Taste. Soba is a product of the northern regions, so Rakuichi is getting its buckwheat flour near to home unprocessed for preservation. Add to that the only other key ingredient, water, from a spring in a region famous for the quality of H2O filtered through the heavily snowed volcanic peaks of Mt. Yotei and the Niseko range, and you have the perfect combination to produce an ideal meal.

Freshness. Your noodles will be made before your eyes and watching Rai-san perform the work of a master craftsman is part of the experience. Shortly before your soba is to be served, Rai-san will shape a grey ball of buckwheat dough in a massive stone bowl and pound it with his hands into a perfect disc.

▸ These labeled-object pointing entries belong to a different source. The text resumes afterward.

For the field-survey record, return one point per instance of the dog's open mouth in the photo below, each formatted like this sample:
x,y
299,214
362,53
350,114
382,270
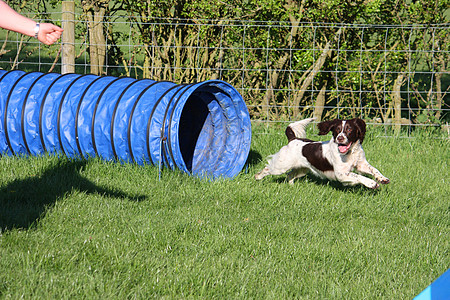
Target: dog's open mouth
x,y
344,148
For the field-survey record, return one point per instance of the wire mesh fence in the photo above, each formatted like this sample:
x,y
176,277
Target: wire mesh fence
x,y
386,74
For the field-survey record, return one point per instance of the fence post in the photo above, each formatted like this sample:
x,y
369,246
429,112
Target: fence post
x,y
68,37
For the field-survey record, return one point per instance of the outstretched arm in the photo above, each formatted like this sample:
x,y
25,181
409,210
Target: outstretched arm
x,y
12,20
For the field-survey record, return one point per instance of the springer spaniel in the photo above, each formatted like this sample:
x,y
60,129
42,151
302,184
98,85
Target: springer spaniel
x,y
334,159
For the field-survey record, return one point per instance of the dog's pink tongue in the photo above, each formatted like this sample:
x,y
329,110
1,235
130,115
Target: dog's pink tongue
x,y
344,148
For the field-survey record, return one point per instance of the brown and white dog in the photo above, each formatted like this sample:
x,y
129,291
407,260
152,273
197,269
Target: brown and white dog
x,y
335,159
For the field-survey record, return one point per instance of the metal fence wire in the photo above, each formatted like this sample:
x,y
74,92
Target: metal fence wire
x,y
386,74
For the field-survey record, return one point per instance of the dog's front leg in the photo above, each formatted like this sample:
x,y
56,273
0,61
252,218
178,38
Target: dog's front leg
x,y
366,168
351,178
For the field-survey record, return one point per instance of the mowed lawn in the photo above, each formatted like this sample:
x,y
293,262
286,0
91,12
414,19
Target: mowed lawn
x,y
103,230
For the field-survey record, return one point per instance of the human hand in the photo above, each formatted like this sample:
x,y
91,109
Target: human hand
x,y
49,33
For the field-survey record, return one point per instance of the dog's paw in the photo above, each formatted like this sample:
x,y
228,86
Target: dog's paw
x,y
384,180
372,184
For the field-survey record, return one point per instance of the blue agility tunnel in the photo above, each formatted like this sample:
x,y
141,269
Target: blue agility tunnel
x,y
202,129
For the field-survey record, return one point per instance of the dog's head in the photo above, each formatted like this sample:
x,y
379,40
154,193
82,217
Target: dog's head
x,y
345,132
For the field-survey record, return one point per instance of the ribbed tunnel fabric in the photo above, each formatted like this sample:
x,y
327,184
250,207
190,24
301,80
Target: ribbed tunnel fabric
x,y
202,129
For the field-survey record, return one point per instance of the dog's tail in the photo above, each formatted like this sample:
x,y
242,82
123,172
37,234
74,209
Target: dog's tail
x,y
297,130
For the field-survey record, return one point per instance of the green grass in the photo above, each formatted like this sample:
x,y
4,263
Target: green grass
x,y
95,230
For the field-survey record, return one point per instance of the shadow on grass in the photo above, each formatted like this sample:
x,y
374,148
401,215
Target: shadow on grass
x,y
24,201
336,185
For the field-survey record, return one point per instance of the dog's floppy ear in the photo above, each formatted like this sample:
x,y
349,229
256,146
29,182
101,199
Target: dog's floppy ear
x,y
360,128
326,126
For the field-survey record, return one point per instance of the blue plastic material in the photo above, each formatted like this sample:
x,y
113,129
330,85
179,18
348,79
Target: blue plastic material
x,y
202,129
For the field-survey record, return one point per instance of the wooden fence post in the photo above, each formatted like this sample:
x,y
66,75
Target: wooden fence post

He will then move the disc to an immaculate counter where he will apply a wooden roller, folding over and over until all the air is pushed out while adding dashes of flour to achieve the ideal consistency as the disc flattens into a broad rectangle. Finally, he will take a large, specifically designed cleaver to cut the folded rectangle into long noodles, to be dropped into boiling water for a short 3-minutes and then arrested with ice cold water prior to being assembled on the seiro for presentation.

Atmosphere. Rakuichi is elegant in its simplicity. Rai-san hand built the restaurant himself with local lumber and the wabi-sabi essence as you pass over a suspended walkway to the cabin-like dining area is garnished by the elegant kimono that Rai-san and Midori-san don while serving.

Price. Given the level of the cuisine, reverse sticker shock might occur when a simple soba-and-tempura lunch is followed by a bill of only ¥1,300 and a magnificent 7-dish kaiseki course (evening only, by reservation) tops out at only ¥5,000, about a quarter of what a similar meal might cost in Tokyo.

Rakuichi does not accept credit cards, so carry cash with you, and since the ingredients for their kaiseki dinners are sourced fresh daily, no cancelations are accepted within 24-hours.